Сибирская повесть
- Нет.
- А ты сам не попытал?
- Нет, не попытал, - повторяю я.
- Вот видишь как: живем рядом с хорошими людьми, а чем они хороши - и узнать нам неохота. А их, настоящих-то людей, коль поглядеть, - много. И не все они обязательно на виду да с орденами. Иной вот, как и он, - вовсе незаметный, а цена ему - не меньше... Ты ему сколько лет дашь?
- Ну, лет пятьдесят, пятьдесят пять.
- Сказал! Седьмой десяток доходит.
- Ну да?!
- Вот тебе и "ну да"! - удовлетворенно хмыкает Максим Петрович. - Ты вот о старике писать приехал, а Карл Леонхардович еще в двенадцатом году его на выставке видел.
- Не может быть! - ахаю я. - Максим Петрович, расскажите!
- Об этом сам у него спроси, а вот о жизни его рассказать могу. Девятый год наши тропки рядышком бегут...
Собираясь с мыслями, Максим Петрович задумчиво потирает бритую голову.
- Работал я тут первый год председателем, в войну.
Вот мне раз и звонят из города. Специалиста, спрашивают, не возьмете? А я не только специалисту - любому бы завалящему мужичишке рад был. По всей деревне из мужиков только я да парторг мой, Седов. Его-то уж и за мужика считать нельзя было. Хворый, душа в нем только на злости и держалась - все хотел дождаться, пока Гитлеру конец придет. Вот и весь наш мужской состав.

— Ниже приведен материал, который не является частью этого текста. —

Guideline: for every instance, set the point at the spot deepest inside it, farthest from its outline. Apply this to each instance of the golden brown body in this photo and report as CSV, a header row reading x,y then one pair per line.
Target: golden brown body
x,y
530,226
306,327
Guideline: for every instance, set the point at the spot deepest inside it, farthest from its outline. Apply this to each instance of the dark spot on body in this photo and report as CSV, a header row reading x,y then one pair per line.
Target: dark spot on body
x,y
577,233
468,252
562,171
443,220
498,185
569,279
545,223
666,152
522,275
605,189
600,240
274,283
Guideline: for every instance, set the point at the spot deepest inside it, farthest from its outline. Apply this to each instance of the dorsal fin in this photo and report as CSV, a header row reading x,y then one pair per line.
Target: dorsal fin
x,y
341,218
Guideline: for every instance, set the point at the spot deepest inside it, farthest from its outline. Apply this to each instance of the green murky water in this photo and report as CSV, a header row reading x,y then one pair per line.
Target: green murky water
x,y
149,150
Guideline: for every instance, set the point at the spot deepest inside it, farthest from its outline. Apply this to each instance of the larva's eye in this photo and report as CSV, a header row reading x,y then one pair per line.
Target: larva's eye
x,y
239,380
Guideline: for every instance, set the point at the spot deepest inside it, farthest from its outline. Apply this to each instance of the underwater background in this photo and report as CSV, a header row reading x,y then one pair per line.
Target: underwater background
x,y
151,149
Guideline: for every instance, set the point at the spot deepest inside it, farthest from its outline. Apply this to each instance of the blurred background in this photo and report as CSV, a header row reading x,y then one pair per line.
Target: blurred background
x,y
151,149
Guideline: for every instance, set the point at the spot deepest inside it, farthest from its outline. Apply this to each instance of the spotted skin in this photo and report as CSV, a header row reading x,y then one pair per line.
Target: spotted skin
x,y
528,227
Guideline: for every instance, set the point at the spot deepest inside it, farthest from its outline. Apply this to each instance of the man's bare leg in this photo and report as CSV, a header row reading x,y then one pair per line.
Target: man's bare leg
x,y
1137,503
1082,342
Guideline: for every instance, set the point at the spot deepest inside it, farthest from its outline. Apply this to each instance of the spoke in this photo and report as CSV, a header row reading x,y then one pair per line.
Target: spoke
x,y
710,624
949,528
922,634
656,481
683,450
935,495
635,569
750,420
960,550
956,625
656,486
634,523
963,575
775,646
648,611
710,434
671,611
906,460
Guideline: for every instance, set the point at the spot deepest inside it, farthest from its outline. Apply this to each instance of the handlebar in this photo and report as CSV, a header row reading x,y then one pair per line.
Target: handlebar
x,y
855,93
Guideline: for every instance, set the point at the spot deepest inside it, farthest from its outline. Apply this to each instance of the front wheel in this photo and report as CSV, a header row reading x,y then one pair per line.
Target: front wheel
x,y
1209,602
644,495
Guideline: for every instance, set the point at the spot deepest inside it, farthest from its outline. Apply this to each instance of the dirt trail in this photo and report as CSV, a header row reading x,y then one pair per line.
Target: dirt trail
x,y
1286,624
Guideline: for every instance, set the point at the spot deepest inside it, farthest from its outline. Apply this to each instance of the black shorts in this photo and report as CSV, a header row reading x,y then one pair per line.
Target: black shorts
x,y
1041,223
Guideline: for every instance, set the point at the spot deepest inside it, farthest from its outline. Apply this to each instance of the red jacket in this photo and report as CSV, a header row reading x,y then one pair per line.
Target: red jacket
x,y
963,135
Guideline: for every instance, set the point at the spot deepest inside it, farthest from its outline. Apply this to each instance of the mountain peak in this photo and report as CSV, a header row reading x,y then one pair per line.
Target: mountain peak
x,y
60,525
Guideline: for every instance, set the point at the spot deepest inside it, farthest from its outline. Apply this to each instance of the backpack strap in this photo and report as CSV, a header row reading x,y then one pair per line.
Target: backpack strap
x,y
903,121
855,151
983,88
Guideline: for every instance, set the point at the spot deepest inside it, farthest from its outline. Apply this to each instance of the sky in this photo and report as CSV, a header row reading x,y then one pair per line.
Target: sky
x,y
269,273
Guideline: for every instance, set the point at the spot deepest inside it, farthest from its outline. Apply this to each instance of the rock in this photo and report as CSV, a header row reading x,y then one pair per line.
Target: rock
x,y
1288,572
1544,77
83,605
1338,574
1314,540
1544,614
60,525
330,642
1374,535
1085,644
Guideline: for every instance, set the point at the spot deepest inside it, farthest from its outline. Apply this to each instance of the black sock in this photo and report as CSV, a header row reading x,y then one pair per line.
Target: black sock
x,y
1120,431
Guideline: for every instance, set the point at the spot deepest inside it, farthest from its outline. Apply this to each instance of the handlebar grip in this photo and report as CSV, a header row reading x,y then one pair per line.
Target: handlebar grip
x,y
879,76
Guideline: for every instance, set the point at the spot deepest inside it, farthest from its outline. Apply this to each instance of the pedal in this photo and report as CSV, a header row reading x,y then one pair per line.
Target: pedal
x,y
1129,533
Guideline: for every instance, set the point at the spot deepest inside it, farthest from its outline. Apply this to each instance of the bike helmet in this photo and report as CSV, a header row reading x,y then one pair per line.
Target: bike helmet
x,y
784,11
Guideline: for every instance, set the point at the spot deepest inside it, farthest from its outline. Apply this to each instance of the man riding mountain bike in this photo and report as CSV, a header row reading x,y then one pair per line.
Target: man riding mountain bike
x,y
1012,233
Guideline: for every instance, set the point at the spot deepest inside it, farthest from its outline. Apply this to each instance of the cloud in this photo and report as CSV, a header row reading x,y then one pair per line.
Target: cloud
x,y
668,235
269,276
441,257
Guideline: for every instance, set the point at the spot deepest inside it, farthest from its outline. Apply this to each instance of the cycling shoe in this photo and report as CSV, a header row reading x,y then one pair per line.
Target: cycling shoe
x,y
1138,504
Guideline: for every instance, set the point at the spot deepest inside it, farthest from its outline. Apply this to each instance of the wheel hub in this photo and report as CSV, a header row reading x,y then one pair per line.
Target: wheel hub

А остальные - бабы, девки да ребята малые, сам понимаешь... В общем, давайте, говорю, за-ради бога, специалиста этого! А условия, спрашивают, создадите? Ну, что, мол, за вопрос - озолотим! А сам, помню, сижу в замызганном ватнике в правлении, в окне по стеклу капли с кулак ползут тоска.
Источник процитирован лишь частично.